Grant partners access to Microsoft Copilot for Security

If you're working with a Microsoft Managed Security Solution Provider (MSSP), you can grant them access to your Microsoft Copilot for Security capabilities. When you grant an MSSP access, they're able to sign in and use Copilot for Security just like your security team.

There are two ways to allow a partner to manage your Microsoft Copilot for Security.

  1. GDAP
    Approve your partner to gain Security Copilot permissions for your tenant. They assign a security group the permissions needed using Granular Delegated Admin Privileges (GDAP).

  2. B2B collaboration
    Set up guest accounts for individuals from your MSSP to log into your tenant.

There are tradeoffs for both methods. Use the following table to help decide which method is best for your organization. It's possible to mix both methods for an overall partner strategy.

Consideration GDAP B2B collaboration
How is time-bound access implemented? Access is time-bound by default and built into the permission approval process. Privileged Identity Management (PIM) with time-bound access is possible, but must be maintained by the customer.
How is least-privileged access administered? GDAP requires security groups. A list of least-privileged roles needed guides the setup. Security groups are optional, and maintained by customer.
What plugins are supported? A partial set of plugins are supported. All plugins available for the customer are available to the partner.
What is the immersive login experience? The tenant ID must be manually added to the Security Copilot URL. Use the tenant switch selection from the user interface.
What is the embedded experience? Supported, with Service Management links to facilitate access. Supported normally.

GDAP

GDAP allows your partner to set up access with least-privileged and time-bound access explicitly granted by the Security Copilot customer. The access is assigned to a security group which reduces the administrative burden for both the customer and the partner.

For more information, see Introduction to GDAP.

Here's the current matrix of Security Copilot plugins that support GDAP:

Security Copilot plugin Supports GDAP
Defender External Attack Surface Management No
Entra Overall, no, but a few capabilities work.
Intune Yes
MDTI No
Microsoft 365 Defender Yes
NL2KQL Defender Yes
NL2KQL Sentinel No
Sentinel No

For more information, see Workloads supported by GDAP.

Step 1 - GDAP relationship

  1. The partner sends a GDAP request to their customer.
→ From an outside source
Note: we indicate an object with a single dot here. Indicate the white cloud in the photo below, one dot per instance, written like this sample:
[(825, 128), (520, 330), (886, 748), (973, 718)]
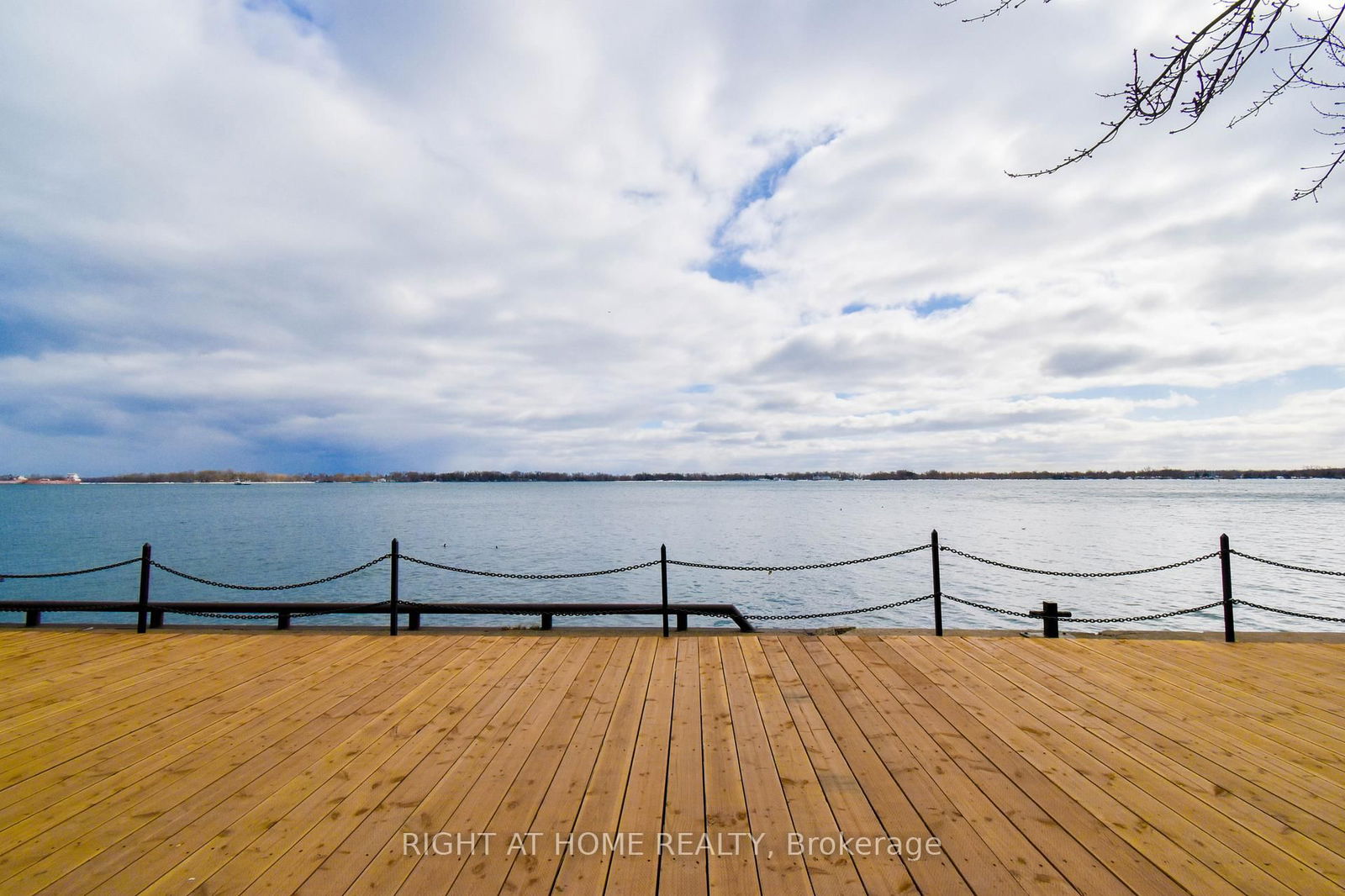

Follow the instructions in this article, Obtain permissions to manage customer. Keep in mind the Entra roles required to access Security Copilot portal and plugins. For more information, see Understand authentication.

  2. The customer approves the GDAP request from the partner. Follow the instructions in this article, Customer approval.

Step 2 - Partner assigns security group permissions

The partner creates a security group and assigns the approved permissions to the group. Follow the instructions in this article, Assign Microsoft Entra roles.

Step 3 - Partner accesses Security Copilot

  1. The partner account with membership to the partner security group assigned the approved role must use a tenant-explicit URL. The tenant switch setting in the UI doesn't recognize GDAP credentials.

  2. Change the URL to match the customer tenant. For example, https://securitycopilot.microsoft.com/?tenantId=xxxxxxxx-xxxx-xxxx-xxxx-xxxxxxxxxxxx.

B2B collaboration

This method of access invites individual partner accounts as guests to the customer tenant to operate Security Copilot.

Step 1 - Set up a guest account for your MSSP

Note

To perform the procedures described in this option, you must have an appropriate role, such as User Administrator, or Billing Administrator, assigned in Microsoft Entra.

  1. Go to the Microsoft Entra admin center and sign in.

  2. Go to Identity > Users > All users.

  3. Select New user > Invite external user, and then specify settings for the guest account.

    1. On the Basics tab, fill in the user's email address, display name, and a message if you want to include one. (You can optionally add a Cc recipient to receive a copy of the email invitation.)

    2. On the Properties tab, in the Identity section, fill in the user's first and last name. (You can optionally fill in any other fields you want to use.)

    3. On the Assignments tab, select + Add role. Scroll down, and select either Security Operator or Security Reader.

    4. On the Review + invite tab, review your settings. When you're ready, select Invite.

      The MSSP receives an email with a link to accept the invitation to join your tenant as a guest.

Tip

To learn more about setting up a guest account, see Invite an external user.

Step 2 - Notify your MSSP

After you have set up a guest account for your MSSP, you're ready to notify them that they can now use your Copilot for Security capabilities.

  1. Tell your MSSP to look for an email notification from Microsoft. The email contains details about their user account and includes a link they must select to accept the invitation.

  2. Your MSSP can access Copilot for Security by visiting securitycopilot.microsoft.com and signing in using their email account.

  3. Share the following articles to help your MSSP get started using Copilot for Security:

Technical support

Currently, if your MSSP has questions and needs technical support for Security Copilot, you (as an admin for your organization) should contact support on the MSSP's behalf.